Morgan also announced two other developments: the Temenos AI Studio and FCM AI Agent. Discussing their AI Studio, she said: "In the past, we would have conversations with our customers and they'd tell us what they need us to build and we'd say okay. Now we're going to have those conversations, we're gonna bring our expertise and impact, but if you need anything specific to you, we're also going to provide our AI Studio so that you have the ability to develop, customise, deploy and monitor your own models. We'll preload it with banking modules that you can start from, we'll provide training and support that then allow you to build those for yourselves.'
Lastly, when announcing the FCM AI Agent, she described it as a training solution that focuses on compliance, risk, and financial crime. This agent, Morgan explained, is not just an AI solution that provides clarity, intelligence and security insight but that it is also "the first solution of its kind to receive regulatory acceptance for explainable reason and sanctioned screening."
Increasing innovation and systemising service
During an announcement-packed first day of the conference, there was also a discussion from Temenos CRO, Will Moroney, who explained how their service delivery is systemised and collaborated on in such a manner that their team is not just the 750 colleagues, but also the 8000 people within their partnerships. This message was backed up by a belief that if, when visiting product management offices, Moroney could not "determine who the Temenos person is, that is the definition of success."

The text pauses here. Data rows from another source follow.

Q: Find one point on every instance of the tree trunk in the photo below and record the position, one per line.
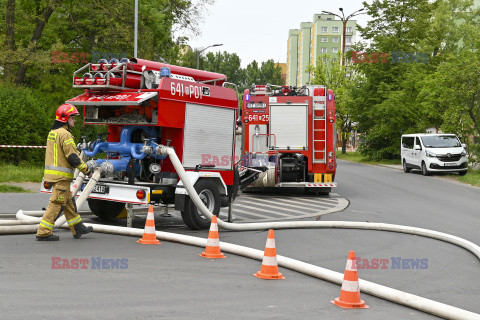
(37, 35)
(344, 144)
(10, 36)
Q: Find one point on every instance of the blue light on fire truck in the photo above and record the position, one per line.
(165, 72)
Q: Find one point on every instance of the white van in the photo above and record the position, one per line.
(433, 153)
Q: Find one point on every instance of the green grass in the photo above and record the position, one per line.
(11, 189)
(357, 157)
(12, 173)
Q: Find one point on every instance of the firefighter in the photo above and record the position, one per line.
(61, 159)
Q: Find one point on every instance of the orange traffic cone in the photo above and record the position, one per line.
(350, 292)
(149, 236)
(212, 251)
(269, 269)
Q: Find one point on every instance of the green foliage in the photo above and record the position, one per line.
(390, 99)
(26, 120)
(341, 80)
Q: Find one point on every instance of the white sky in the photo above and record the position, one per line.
(258, 29)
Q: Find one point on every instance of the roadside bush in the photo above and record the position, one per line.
(25, 119)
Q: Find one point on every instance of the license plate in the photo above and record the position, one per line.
(100, 189)
(449, 164)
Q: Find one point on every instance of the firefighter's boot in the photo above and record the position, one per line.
(52, 237)
(81, 229)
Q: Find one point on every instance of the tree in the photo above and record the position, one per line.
(340, 79)
(36, 28)
(386, 100)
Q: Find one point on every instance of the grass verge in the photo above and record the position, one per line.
(4, 188)
(357, 157)
(12, 173)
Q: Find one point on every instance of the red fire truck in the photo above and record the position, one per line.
(288, 138)
(145, 104)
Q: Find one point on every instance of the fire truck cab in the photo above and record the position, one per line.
(288, 138)
(145, 105)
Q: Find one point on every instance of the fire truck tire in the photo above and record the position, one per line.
(208, 192)
(105, 209)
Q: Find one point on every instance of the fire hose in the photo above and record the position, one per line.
(400, 297)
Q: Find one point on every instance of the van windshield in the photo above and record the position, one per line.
(441, 142)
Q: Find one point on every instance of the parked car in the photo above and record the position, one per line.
(433, 153)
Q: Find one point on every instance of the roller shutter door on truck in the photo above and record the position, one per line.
(289, 124)
(209, 136)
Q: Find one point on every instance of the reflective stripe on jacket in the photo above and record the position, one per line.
(60, 145)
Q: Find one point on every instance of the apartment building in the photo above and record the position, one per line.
(323, 36)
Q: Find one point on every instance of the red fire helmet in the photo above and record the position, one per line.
(65, 111)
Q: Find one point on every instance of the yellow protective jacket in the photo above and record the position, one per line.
(62, 156)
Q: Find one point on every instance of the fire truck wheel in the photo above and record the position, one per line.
(208, 192)
(105, 209)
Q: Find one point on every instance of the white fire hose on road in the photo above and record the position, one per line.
(400, 297)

During the rest of the day, there were more discussions around innovation and the purposeful usage of generative AI and agentic AI. These took the form of a case study conversation with Paul Weiss, CTO, Regions Bank; Marnix Tummers, IT director, wealth management, ABN AMRO; and a keynote from Christian Saredis, chief executive, EMEA Financial Services, Microsoft.
The first day of TCF can be summarised in tone, quite succinctly, by an Oren Harari quote referenced by Saredis: "The electric light didn't come from the continuous improvement of the candle."